I was hoping to canvas your opinions on what kind of heating system I should install in my house.

I currently have a 40kW biomass boiler which provides all heating and hot water for a 6-bedroom 220m2 house. Happy to elaborate on the biomass boiler if anyone is interested, but the short version was that it made financial sense whilst I was receiving the RHI, but came at the cost of a lot of work and not insignificant inconvenience in terms of forward planning of when to light it etc. Now that the RHI payments have finished, I'm wondering what system would be best for the future. Thoughts so far:

1) Keep the biomass boiler. No installation cost, but the cost of logs, combined with the physical work (and time) required to manage log stores and feed the boiler, not to mention the inconvenience makes this somewhat unappealing.
2) Replace with an oil boiler. Seems like a backwards step - that's what I removed when I installed the biomass boiler. I have an oil tank which I believe to be sound - there is still 100-200 litres of oil in the tank, but given that it's been there for 8ish years, can (should?) I use it with a new boiler? If not, I'll have to arrange for draining of the tank and disposal of the oil. If I'm doing that, maybe I should also replace the tank too as I have no idea what contaminants have collected in there over the years. Probably the cheapest option in terms of installation, albeit not the cheapest to run and and not very green.
3) Replace with an LPG boiler. I'm not overly keen with having a large LPG tank in the garden - I know it's perfectly safe, but I saw a video at work of a BLEV explosion and is scared the bejesus out of me. However, also a relatively cheap option to install, but similarly not very eco-friendly, nor the cheapest to run.
4) Solar thermal. I don't have much South-facing roof space and even if I did, I'd need a pretty large (expensive) collector to heat the whole house. Cheap to run and good eco-credentials though.
5) Air source heat pump. I reckon on spending maybe £15k on this option plus BoJo's £5k grant. I don't have underfloor heating though, so would be reliant on existing radiators. Retrofitting underfloor heating isn't unfeasible as I am renovating parts of the house, but I can see the costs spiralling.
6) Ground source heat pump. I have a garden about the size of a tennis court so could potentially dig trenches for the pipework. Access is limited to about a 1.5m width, so boreholes would require removing a hedge in the back garden and reinstating (not averse to this as there's a prickly one that I'd like to get shot of anyway). I'd guess we're talking £30-£40k though for this option. Maybe the cheapest and greenest option in terms of running cost?
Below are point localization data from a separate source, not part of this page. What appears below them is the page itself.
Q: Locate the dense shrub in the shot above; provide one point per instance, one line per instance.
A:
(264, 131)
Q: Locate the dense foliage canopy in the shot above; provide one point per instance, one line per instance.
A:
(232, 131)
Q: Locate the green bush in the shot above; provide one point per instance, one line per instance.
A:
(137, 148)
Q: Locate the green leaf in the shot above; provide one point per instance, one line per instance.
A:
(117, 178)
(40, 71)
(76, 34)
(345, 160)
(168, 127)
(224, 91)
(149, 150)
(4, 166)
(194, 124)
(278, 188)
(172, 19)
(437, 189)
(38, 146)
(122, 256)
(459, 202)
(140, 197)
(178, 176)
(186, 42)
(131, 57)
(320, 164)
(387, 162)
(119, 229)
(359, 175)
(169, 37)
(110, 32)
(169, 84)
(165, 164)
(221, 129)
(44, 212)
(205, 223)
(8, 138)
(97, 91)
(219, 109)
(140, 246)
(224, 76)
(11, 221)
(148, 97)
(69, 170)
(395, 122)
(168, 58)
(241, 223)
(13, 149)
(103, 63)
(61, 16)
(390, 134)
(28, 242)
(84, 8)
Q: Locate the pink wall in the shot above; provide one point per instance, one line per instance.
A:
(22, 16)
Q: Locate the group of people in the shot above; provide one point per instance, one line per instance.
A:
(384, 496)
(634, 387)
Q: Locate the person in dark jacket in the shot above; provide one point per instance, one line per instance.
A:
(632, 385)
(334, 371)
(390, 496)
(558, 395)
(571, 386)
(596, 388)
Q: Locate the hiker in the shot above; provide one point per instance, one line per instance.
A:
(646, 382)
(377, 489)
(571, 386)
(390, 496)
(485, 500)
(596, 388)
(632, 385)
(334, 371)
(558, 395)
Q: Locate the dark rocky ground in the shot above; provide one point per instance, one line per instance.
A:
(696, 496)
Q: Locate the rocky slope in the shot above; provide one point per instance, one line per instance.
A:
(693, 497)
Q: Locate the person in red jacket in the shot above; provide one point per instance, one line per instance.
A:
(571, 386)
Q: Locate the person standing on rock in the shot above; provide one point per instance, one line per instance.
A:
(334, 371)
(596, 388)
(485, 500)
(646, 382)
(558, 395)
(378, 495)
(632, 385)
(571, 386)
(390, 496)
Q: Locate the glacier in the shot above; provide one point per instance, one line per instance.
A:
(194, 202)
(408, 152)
Of course, there may be a combination solution...I have a 3000 litre thermal buffer as part of the current installation. For instance, I can add solar thermal to feed into this which would probably do me during the summer months, then keep the biomass boiler for topping up during the winter.

So then learned folks: what are your thoughts? What would you do and why?
 
Insulation insulation insulation.

Whatever you do put insulation top of the list.

Ashp gshp esp.

How about a log burner with back boiler?

Not an expert by any means.

Cheers James
 
Insulate first, with a contractor who knows what they are doing, the devil is in the details.

Non fossil fuel solution as IMHO the cost of these will only go one way over the next 20years, either due to supplydemand or legislation and green tax.

Ground source heat pump is the gold standard and long term boreholes etc are value add to your property but my understanding is you want underfloor heat rather than rads. Air source heat pump is a poor compromise, all the same need for ufch but just a cheaper install cost for a less efficient system.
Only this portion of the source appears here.